Smartfon z elastycznym ekranem, flagowiec o poczwórnym aparacie głównym i 10-krotny bezstratny zoom. Takie plany na 2019 rok ma Huawei. Wystarczy, by zostać numerem jeden na rynku smartfonów?
Huawei wraz z modelem Mate 20 Pro pokazało, że ma wszystko co konieczne do rządzenia na mobilnym rynku. To jednak jedynie preludium do tego, co Chińczycy pokażą w 2019 roku. Smartfon z poczwórnym aparatem głównym, 10-krotny zoom optyczny i telefon ze składanym ekranem to główne smaczki w ich planie.
Akurat w tym aspekcie mobilnego rynku Huawei dał się wyprzedzić Samsungowi.

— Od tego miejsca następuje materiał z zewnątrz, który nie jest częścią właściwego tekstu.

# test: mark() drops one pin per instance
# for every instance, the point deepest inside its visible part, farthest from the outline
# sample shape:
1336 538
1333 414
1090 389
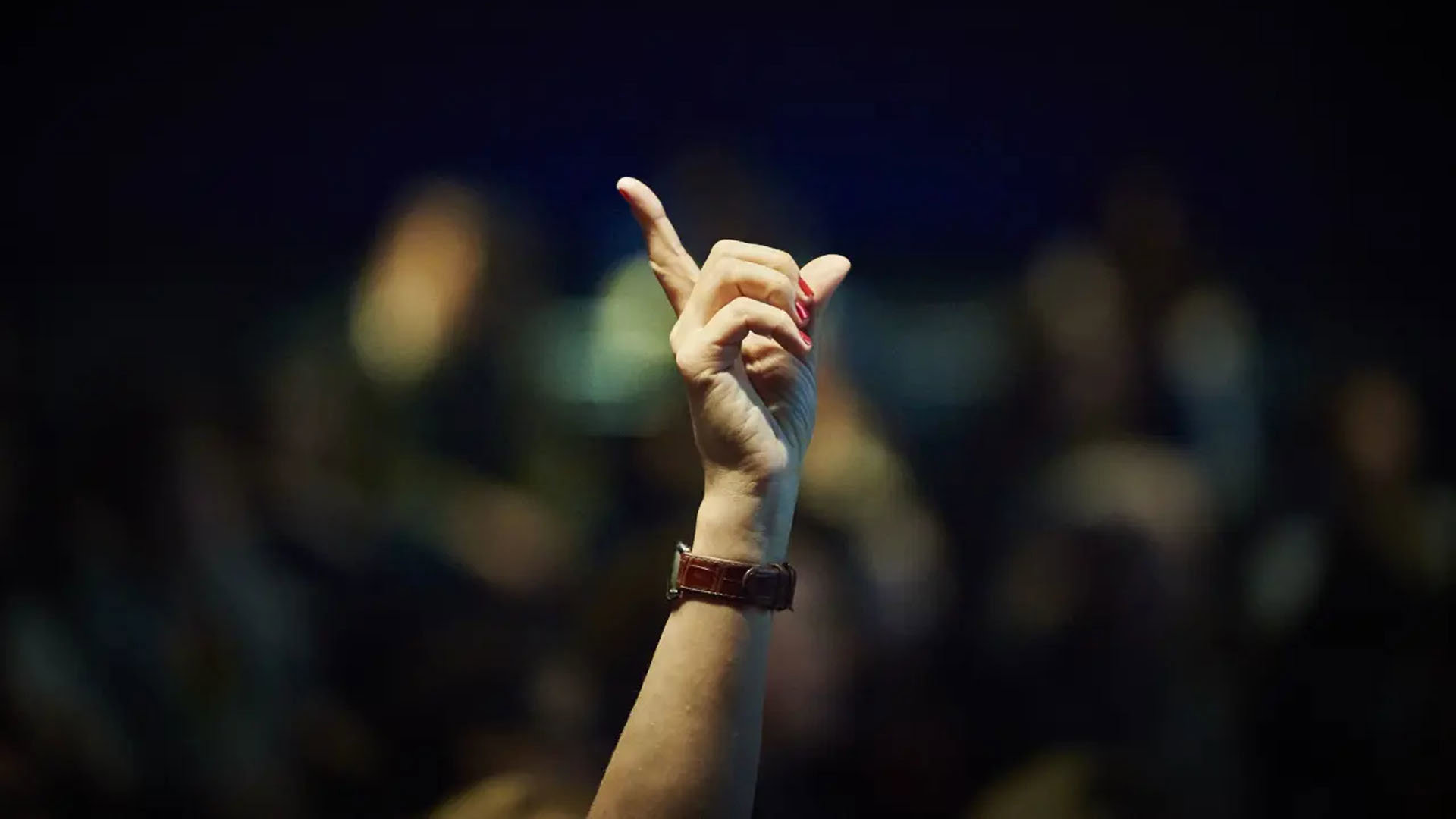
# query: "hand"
743 343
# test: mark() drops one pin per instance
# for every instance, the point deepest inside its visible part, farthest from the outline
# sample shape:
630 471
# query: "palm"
755 398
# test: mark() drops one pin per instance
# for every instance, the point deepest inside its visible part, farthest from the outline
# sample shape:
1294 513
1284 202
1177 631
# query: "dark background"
197 191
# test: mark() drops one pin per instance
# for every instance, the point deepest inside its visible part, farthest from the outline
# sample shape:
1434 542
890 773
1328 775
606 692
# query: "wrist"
746 521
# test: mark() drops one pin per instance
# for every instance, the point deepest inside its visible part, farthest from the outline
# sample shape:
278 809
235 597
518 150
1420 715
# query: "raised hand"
745 347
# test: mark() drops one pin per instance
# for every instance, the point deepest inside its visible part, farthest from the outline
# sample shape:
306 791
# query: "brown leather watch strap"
769 586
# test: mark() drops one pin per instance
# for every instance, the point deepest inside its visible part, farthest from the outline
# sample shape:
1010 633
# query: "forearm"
691 746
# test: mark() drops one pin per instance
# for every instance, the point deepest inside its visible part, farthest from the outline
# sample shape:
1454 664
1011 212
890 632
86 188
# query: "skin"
743 346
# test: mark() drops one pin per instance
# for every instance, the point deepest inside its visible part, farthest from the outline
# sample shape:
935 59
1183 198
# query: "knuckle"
783 260
726 246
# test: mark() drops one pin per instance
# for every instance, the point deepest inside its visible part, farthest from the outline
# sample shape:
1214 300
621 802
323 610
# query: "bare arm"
691 746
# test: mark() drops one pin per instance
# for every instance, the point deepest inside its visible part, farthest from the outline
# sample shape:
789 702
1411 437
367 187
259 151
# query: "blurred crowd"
1081 535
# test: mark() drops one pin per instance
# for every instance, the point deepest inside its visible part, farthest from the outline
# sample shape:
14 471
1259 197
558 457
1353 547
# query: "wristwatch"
767 586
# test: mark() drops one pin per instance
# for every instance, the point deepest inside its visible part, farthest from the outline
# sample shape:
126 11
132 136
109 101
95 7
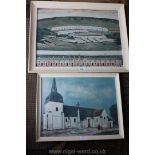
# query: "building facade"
60 116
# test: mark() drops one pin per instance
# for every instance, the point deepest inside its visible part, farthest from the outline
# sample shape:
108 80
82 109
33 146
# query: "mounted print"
79 107
73 36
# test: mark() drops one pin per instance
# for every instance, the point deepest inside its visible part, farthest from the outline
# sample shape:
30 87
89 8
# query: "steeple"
54 87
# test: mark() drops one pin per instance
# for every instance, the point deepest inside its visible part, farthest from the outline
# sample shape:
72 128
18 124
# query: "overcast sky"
97 92
50 13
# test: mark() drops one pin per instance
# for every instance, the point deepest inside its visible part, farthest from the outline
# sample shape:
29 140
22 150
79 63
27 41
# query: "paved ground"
76 132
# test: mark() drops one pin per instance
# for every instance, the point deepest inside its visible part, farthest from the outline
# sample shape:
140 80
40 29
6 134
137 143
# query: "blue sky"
96 92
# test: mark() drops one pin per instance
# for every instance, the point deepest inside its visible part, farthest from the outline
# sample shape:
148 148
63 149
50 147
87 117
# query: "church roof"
54 95
71 111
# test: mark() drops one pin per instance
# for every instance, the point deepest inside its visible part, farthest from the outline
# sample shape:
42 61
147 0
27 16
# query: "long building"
77 60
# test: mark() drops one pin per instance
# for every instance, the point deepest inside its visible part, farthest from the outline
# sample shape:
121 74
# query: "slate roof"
71 111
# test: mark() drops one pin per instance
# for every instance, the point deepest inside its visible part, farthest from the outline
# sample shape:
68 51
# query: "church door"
57 124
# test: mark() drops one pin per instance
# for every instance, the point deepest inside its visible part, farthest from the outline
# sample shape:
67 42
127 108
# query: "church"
57 115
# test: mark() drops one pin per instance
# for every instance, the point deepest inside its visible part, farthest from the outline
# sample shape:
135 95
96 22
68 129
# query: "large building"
57 115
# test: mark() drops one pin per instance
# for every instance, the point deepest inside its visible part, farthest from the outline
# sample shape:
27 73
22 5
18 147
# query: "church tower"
54 115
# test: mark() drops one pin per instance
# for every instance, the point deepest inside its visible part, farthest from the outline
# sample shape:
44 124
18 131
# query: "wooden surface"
112 147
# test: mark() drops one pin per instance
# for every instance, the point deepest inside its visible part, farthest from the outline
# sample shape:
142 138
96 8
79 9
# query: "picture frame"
77 37
59 118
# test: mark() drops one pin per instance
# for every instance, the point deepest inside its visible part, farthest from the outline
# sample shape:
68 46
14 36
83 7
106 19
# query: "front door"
57 122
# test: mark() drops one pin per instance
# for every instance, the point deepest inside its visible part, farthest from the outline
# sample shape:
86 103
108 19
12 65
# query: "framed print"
77 36
78 106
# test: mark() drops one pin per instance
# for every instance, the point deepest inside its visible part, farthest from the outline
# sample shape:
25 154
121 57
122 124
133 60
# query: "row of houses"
84 61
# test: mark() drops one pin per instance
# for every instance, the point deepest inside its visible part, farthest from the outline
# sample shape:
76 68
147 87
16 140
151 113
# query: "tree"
113 112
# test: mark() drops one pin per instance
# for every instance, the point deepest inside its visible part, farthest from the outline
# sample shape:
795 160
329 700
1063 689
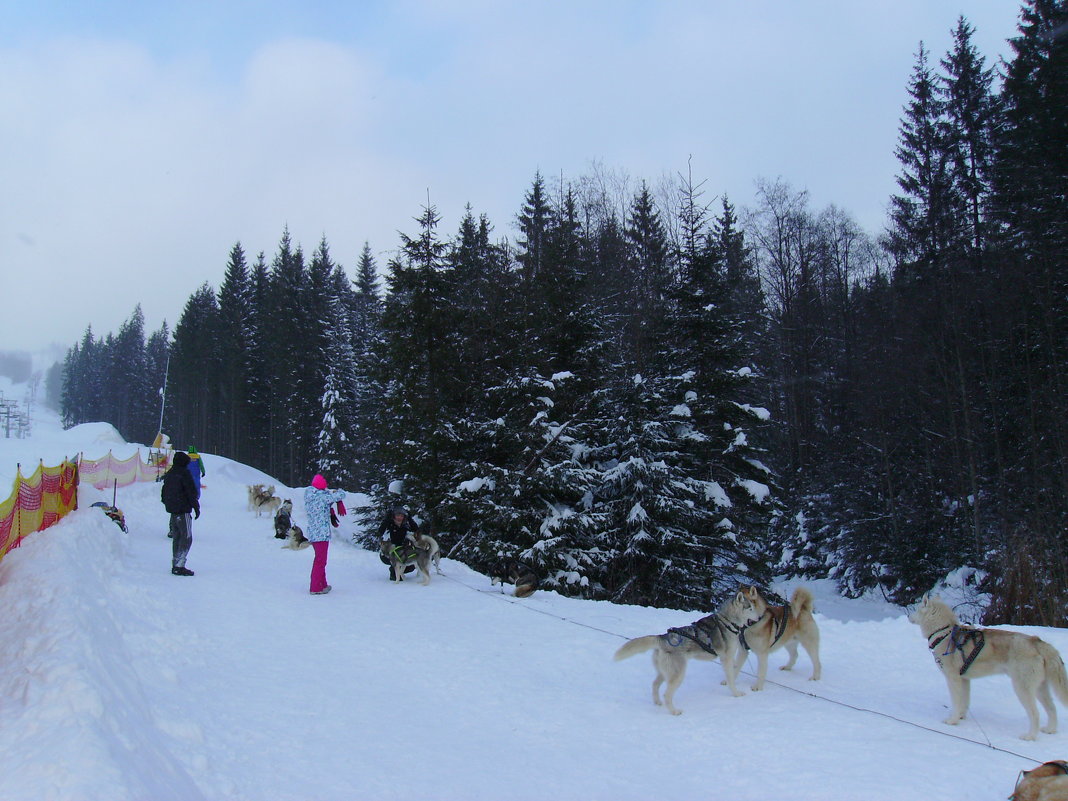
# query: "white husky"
715 637
963 653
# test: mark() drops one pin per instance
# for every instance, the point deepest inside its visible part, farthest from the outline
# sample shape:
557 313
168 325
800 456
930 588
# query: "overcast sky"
140 140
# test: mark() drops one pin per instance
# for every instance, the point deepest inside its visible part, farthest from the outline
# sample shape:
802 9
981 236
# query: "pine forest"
649 393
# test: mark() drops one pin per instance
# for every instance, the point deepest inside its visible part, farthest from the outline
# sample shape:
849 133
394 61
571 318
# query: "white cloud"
127 175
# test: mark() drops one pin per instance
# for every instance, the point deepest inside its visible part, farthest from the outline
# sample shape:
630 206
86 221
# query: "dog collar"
933 645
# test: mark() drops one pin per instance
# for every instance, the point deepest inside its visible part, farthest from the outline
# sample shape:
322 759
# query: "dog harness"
703 632
959 638
402 554
780 628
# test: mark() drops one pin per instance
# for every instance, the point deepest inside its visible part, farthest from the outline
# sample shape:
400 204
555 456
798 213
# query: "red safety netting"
50 492
109 471
37 502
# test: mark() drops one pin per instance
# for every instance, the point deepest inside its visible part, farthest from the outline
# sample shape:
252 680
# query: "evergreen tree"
970 124
334 445
194 366
235 313
922 217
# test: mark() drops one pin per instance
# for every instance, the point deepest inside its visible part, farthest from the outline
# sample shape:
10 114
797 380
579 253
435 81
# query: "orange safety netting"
109 471
37 502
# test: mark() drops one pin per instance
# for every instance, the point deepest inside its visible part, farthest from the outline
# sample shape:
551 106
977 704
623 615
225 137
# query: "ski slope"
123 682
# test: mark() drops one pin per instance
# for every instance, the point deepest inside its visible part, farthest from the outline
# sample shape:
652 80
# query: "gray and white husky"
713 637
963 653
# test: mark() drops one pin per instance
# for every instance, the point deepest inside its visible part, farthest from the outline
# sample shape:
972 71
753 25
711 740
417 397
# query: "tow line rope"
988 744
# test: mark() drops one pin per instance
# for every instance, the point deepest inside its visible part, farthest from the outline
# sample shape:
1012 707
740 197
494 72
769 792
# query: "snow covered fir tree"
650 394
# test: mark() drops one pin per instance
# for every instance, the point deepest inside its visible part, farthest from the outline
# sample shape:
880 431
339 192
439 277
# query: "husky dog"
963 653
267 502
780 627
295 539
428 544
255 490
283 519
402 555
1048 782
513 571
713 637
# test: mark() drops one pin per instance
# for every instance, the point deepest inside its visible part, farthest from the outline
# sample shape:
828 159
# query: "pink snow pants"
319 565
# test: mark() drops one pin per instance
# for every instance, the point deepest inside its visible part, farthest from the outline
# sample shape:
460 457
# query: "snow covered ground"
121 681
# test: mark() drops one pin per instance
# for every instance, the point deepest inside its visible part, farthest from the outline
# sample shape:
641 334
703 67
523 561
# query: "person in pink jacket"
317 501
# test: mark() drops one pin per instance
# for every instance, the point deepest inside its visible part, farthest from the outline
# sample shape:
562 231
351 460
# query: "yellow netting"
37 502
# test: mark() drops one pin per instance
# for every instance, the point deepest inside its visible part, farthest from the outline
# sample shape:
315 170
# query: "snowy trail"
126 682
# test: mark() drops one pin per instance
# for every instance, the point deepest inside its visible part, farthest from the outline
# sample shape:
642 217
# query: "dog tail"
801 601
638 645
1054 670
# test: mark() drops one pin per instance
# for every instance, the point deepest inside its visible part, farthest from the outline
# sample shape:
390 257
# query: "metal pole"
162 392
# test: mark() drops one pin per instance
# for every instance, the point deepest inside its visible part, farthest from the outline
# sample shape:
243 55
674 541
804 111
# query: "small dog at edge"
283 519
1048 782
513 571
963 653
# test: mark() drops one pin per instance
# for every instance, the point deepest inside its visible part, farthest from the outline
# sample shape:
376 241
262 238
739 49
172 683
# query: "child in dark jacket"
181 498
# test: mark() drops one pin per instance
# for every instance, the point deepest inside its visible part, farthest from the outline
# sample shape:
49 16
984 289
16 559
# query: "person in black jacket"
179 497
395 527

Model Galaxy A9 posiada już bowiem aparat główny o czterech obiektywach – Huawei ma zaoferować podobny, ale oferujący jednocześnie lepszą jakość zdjęć. Pomóc ma w tym też nowy procesor, który zapewne trafi do Huawei P30 – Kirin 990.
Specyfikacja miałaby obejmować zapewne obiektyw główny, teleobiektyw, obiektyw szerokokątny oraz…no właśnie, co? Wykrywanie głębi czy może tryumfalny powrót obiektywu monochromatycznego? Możliwością są również obiektywy o różnych wartościach przysłony, ale póki co to raczej domysły.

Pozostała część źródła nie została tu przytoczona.